The concept of Shambala was seized upon in the 19th century by Theosophists like H.P. Blavatsky and Alice A. Bailey in the course of their controversial teachings. In two expeditions in 1926 and 1928, Soviet secret agent Yakov Blumkin attempted to discover Shambhala's physical location but (reportedly) failed. And then the Nazis sent three expeditions to the mountains of Tibet - first in 1930, and then in 1934-35, and then again in 1938-39. In each, the search for Shambala was a significant part of their mission.

During the same time period as the Nazi expeditions, rumors of the cryptozoological Yeti in this exact same region were also coming to a peak (no pun intended). Though many believe the Yeti to be an apelike humanoid, others maintain it's actually a Tibetan Blue Bear. If true, however, this is makes it no less fascinating, because the Tibetan Blue Bear is said by some to possess a much higher intelligence than the average bear. Perhaps this is why the animal is so secretive that it's considered one of the most elusive creatures on Earth today.

In 1957, a book entitled From the Subterranean World to the Sky: Flying Saucers was published by O.C. Hugenin, who suggested that the real Shambhala was not on a Tibetan mountain top, but rather underground as part of a "Hollow Earth" theory.

In 1959, a song called "Shombalor" was released by Sheriff and the Ravels. (The band was managed and produced by Hollywood actor Aki Aleong, whose screen credits include a 1964 episode of The Outer Limits called "The Expanding Human" with James Doohan, and also the original V television series.) The singer seems to be actually saying "Shambala" rather than "Shombalor" most of the time in the chorus. The lyrics are a staccato litany of gibberish phrases delivered at rapid-fire speed throughout the song, which contains references to Frankenstein, Albinos, Chickens, Nazis, and Bears.
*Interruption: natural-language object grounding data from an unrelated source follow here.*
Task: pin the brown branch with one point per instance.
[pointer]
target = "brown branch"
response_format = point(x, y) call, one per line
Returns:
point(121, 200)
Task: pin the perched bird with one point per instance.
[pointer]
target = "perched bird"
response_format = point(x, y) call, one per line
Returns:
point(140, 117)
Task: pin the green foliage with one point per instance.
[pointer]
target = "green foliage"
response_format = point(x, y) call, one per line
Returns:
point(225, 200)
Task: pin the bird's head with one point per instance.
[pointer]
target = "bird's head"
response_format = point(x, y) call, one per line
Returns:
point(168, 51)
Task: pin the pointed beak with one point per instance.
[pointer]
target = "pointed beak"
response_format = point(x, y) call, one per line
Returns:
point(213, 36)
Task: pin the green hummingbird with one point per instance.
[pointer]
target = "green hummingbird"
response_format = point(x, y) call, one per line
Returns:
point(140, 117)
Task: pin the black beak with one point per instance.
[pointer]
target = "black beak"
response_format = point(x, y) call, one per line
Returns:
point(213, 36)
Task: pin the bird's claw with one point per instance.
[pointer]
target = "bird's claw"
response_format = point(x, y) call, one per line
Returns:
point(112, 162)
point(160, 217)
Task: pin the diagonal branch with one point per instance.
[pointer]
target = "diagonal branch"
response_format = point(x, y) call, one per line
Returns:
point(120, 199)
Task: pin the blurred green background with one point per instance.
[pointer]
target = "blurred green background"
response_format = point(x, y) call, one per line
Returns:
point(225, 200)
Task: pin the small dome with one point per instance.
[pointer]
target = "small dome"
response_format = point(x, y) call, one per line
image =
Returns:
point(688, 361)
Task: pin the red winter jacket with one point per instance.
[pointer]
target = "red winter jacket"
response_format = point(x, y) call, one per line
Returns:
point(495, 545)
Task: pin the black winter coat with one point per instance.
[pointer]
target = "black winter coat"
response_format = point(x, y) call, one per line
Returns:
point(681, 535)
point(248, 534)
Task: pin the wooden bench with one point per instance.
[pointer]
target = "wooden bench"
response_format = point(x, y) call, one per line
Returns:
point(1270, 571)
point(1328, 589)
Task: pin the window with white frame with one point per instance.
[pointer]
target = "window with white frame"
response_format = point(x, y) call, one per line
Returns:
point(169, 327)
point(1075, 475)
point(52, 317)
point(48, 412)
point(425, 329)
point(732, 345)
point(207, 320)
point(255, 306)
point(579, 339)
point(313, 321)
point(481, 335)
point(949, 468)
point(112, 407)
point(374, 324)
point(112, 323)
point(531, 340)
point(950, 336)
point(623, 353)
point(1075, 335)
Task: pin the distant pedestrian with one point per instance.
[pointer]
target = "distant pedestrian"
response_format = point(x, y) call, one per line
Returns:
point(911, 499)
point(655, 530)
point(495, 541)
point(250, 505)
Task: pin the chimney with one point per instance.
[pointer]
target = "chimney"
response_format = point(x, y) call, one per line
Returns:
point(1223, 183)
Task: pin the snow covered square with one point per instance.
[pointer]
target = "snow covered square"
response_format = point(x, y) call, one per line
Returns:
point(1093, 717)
There's one significant exception: both the nonsense gibberish of the lyrics and the hypnotic loop of the melody stop abruptly to underscore one, and only one, lucid couplet:

Of all the animals in the world
I'd rather be a bear
Climb the highest mountain
Just because it's there.

In 1973, country-rock singer B.W. Stevenson had a minor hit (#66 on Billboard charts) with a very peculiar song called "Shambala". Click here to hear it.

Just one week later, the same song was released by rock band Three Dog Night and it became a smash hit, muscling out Stevenson's original version.

Three Dog Night's cover of the song was playing on an 8-track tape in the Dharma Initiative Volkswagen bus that Hurley and Charlie jumpstart in a significant moment on the ABC TV series LOST. Watch it here.

"Victory or Death", as Charlie says in that video clip, indeed. "Victory or Death" was George Washington's rallying cry at the Battle of Trenton, and also the password code among his men at the crossing of the Delaware River. Washington borrowed the slogan from the Scots, and years later it would in turn be borrowed by Adolf Hitler.